Part of this is down to a fall in surplus redistribution. It’s a marked change from the pandemic, when food surplus redistribution figures broke all records. According to Wrap, over 106,000 tonnes of surplus was redistributed in 2021 – equivalent to over 253 million meals and £330m.

It was part of a positive trend. Wrap says since UK-level data was first reported in 2015, redistribution levels have increased over three-fold, with retailers providing 45% of food received (just over 30,000 tonnes).
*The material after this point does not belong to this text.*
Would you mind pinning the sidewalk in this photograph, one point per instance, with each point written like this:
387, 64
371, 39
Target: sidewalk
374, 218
However, FareShare CEO Lindsay Boswell says surplus redistribution has recently begun to fall steeply. “There is a franticness in the supply chain. We are finding that food surplus volumes are not holding up.”

Global supply chain challenges have resulted in “unprecedented levels of ‘out of stocks’ in supermarkets”, FareShare says, which has meant less surplus being available for redistributors.

 

FareShare  Lindsay Boswell

FareShare says global supply chain challenges have resulted in less surplus food being available

Meanwhile, London’s The Felix Project has said the biggest challenge of the cost of living crisis is not lower levels of surplus donations, but rather rising fuel costs, which have resulted in a 25% increase in operational costs per tonne of the food it handles.

“We’re finding the increasing cost is getting us to the point we’re going to have to start making choices about which we food we collect and which food we leave,” says Les Golden, head of food supply at the growing charity network.

Although The Felix Project’s food supplies are “ahead of where they were this time last year”, he expects to start seeing some issues by the end of the summer if fuel and energy prices do not drop.

The group is “proactively” tackling what it expects to be a harsh winter for its communities by reaching out to councils, housing associations and community organisations to set up communal spaces where those who struggle to pay their bills can go for a warm meal. Its provision model has traditionally been to offer individual portions, but it’s now adapting to offer mass catered meals.

In order to do this, it is also reaching out to supply partners to ask for more financial support, as well as flexibility regarding pick-ups and drop-offs to make its surplus redistribution more economical.

FareShare is also looking to mitigate the effects of the economic woes this winter. It hopes to fund weekend opening hours for regional warehouses and increase fleet capacity to make it easier to accept and redistribute more offers of food.

With smaller charities arguably most in the firing line, the situation will again throw the spotlight on controversy over the lack of retailers to have adopted Wrap guidance on redistribution. It has called on retailers to drop restrictions over the redistribution of own-label food to smaller groups.

Last year, The Grocer revealed 300,000 tonnes of food fit for human consumption ended up as animal feed or going to anaerobic digestion because of these rules, which critics like Game claim are “arcane”. Although 72% of the edible surplus was own label, only Sainsbury’s has agreed to implement Wrap’s best practice.

“We are seeing more and more when we engage with manufacturers that they are openly telling us they could give us more surplus but aren’t because of these rules,” says Game. He claims that, unless there are systemic changes to the surplus food redistribution model, the knock-on impact on food banks will also be huge.

Game also suggests a wholesale rethink of the donations system. “You need a procurement contract that is a commercial contract, coming out of government for public tender, which operates nationally. Otherwise, you have over 300 local authorities all trying to tackle it and you’re going to get a postcode lottery as to where people are going hungry.”

Game believes a contract of ‘probably £10m-£15m’ would help support families this winter by filling the gap left by the fall in donations in stores.

As we saw during the pandemic, there are often fierce arguments over how best government and industry should tackle food poverty in a crisis.

But one thing seems certain: unless something major is done, thousands of families will go hungry this winter.